Mowing too short is the number one cause for damaged and weed infested lawns. Just like with trees, the height of the top relates to the depth of its roots. Grass with deep roots have a better chance to survive a drought and it also keeps the soil shady, preventing moisture loss and drying of the sun, which in turn, compacts the soil.

The more blade surface the grass has, the more light it absorbs thus making for a good rate of metabolism. Pick a blade of grass and inspect it. As a rule of "green" thumb, cutting more than a third of the blade is too much. And yes, it depends on the type of grass you have as well as the time of year. Mowing too low to reduce the frequency of the job can be very harmful to the grass. It allows weeds to invade the lawn and causes the grass to be stressed making it more susceptible to diseases.

There are several things to consider before you mow.

A sharp blade not only makes a great, clean cut; it also prevents a level of vulnerability for diseases. A clean cut across the top of the blade closes itself off, a lot like scabbing. When your blade is dull, it rips and shreds instead of cutting, making it more difficult to seal itself off from harmful diseases.

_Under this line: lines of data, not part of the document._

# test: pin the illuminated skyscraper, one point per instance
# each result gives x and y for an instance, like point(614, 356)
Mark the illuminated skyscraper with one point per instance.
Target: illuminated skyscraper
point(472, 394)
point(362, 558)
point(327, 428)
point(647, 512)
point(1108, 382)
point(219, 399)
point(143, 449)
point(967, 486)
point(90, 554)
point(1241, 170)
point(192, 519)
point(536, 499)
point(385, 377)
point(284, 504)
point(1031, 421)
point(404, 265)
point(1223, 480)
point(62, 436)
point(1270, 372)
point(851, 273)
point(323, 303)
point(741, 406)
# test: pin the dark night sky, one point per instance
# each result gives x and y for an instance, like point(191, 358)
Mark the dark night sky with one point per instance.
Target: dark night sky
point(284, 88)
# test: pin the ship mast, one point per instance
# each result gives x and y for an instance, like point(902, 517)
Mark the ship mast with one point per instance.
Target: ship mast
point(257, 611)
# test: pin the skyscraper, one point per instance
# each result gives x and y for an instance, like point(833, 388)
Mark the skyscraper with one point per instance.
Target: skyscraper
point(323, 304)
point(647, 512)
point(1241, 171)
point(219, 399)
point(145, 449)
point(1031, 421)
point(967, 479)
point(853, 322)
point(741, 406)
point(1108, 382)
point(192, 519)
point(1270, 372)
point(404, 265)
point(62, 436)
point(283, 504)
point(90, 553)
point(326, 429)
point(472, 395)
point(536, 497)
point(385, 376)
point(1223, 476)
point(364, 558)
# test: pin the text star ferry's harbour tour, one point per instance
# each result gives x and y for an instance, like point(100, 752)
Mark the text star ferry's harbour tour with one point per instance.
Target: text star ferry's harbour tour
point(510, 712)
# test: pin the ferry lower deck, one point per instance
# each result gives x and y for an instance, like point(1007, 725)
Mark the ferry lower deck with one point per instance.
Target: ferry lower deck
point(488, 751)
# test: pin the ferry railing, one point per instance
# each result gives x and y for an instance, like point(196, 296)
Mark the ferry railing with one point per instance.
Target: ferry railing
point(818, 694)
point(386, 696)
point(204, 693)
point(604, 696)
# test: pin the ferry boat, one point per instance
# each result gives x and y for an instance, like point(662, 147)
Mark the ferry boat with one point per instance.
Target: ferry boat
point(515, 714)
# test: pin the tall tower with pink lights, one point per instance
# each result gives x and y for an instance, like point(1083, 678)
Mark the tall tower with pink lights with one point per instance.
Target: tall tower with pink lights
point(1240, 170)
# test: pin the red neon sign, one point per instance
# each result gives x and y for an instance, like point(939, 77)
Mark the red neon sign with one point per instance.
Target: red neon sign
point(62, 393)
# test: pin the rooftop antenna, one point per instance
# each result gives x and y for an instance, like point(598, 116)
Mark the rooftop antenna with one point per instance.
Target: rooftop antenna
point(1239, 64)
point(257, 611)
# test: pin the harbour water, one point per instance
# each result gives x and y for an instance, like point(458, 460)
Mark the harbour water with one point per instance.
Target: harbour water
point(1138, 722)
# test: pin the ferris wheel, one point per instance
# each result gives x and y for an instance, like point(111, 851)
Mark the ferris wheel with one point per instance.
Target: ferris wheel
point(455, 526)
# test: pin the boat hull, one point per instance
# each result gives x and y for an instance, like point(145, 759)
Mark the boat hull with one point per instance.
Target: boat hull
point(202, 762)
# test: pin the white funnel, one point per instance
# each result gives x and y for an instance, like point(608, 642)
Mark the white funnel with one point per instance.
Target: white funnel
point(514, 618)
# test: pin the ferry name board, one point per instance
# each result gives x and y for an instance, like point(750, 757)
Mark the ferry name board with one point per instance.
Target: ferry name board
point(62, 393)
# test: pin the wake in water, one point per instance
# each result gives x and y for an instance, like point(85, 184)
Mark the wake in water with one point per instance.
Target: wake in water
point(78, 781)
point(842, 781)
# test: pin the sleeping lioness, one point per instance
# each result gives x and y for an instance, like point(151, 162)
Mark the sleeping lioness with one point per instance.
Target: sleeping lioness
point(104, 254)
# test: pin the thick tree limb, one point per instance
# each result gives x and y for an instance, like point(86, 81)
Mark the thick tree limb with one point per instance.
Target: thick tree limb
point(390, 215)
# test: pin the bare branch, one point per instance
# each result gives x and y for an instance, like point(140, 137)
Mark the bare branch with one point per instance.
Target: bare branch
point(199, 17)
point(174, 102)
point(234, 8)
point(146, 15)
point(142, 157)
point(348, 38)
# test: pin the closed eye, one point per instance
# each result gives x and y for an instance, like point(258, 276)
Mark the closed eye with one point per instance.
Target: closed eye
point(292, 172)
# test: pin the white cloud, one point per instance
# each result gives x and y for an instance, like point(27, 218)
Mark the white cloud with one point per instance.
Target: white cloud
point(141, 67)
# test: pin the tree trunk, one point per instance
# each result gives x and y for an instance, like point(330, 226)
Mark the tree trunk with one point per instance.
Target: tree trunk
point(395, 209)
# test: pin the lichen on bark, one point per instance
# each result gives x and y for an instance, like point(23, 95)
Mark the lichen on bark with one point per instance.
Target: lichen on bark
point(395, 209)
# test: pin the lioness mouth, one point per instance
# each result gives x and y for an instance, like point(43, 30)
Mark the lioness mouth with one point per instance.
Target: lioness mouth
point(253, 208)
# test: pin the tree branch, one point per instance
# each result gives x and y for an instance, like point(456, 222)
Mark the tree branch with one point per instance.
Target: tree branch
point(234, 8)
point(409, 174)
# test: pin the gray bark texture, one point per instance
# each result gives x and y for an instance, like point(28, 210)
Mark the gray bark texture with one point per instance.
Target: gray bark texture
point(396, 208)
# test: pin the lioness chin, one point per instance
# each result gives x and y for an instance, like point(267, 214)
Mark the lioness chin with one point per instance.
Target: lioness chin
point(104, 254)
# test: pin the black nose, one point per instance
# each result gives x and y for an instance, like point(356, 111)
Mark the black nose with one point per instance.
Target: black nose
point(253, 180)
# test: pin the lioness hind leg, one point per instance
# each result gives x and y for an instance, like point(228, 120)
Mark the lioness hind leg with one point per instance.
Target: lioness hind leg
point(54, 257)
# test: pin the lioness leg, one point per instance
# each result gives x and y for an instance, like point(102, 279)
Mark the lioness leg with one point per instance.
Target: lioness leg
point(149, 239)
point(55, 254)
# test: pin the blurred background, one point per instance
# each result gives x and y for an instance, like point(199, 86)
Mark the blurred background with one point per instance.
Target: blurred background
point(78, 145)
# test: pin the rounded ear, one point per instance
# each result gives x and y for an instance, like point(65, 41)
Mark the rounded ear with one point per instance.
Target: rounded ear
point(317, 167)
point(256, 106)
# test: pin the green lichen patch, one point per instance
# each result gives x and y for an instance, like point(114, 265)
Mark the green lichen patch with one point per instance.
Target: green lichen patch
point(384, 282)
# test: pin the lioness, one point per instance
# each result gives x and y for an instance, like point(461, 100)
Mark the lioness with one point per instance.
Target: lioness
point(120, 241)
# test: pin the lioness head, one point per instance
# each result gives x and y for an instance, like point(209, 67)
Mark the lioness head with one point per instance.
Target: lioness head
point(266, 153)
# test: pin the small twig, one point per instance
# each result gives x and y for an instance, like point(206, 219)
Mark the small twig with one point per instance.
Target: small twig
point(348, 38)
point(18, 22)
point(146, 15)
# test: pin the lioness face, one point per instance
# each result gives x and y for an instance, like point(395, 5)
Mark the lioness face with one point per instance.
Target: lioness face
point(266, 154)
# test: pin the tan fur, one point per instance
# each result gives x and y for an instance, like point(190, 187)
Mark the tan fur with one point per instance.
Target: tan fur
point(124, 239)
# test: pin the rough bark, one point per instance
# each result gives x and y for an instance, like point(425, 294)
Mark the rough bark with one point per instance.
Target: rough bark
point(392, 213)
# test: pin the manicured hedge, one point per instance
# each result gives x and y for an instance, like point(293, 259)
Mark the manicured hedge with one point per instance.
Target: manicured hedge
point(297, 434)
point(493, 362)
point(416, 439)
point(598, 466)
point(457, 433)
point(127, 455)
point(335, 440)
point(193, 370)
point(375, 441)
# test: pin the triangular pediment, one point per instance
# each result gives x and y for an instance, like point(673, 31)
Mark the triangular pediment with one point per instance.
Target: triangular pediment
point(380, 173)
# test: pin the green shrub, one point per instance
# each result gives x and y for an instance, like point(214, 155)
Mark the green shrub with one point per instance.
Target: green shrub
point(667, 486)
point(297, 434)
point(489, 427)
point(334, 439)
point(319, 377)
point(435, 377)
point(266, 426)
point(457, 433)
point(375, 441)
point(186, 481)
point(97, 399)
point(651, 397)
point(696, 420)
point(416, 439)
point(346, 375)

Mowing patterns should be rotated each time to prevent ruts in the soil, compaction of soil and the stress on grass roots. When you roll over the same spot week after week, season after season you are compacting the soil. This makes root growth difficult. It also makes water run off the top of the soil instead of sinking and absorbing into the root system.

We like to go north and south on one cut. Then east and west on the next. The following cut I'll go northeast to southwest, diagonally. Then northwest to southeast the next cut. Then the following cut from that I'll start the pattern again from north and south. After about a month of cuts you'll have established a beautiful plaid, textured look.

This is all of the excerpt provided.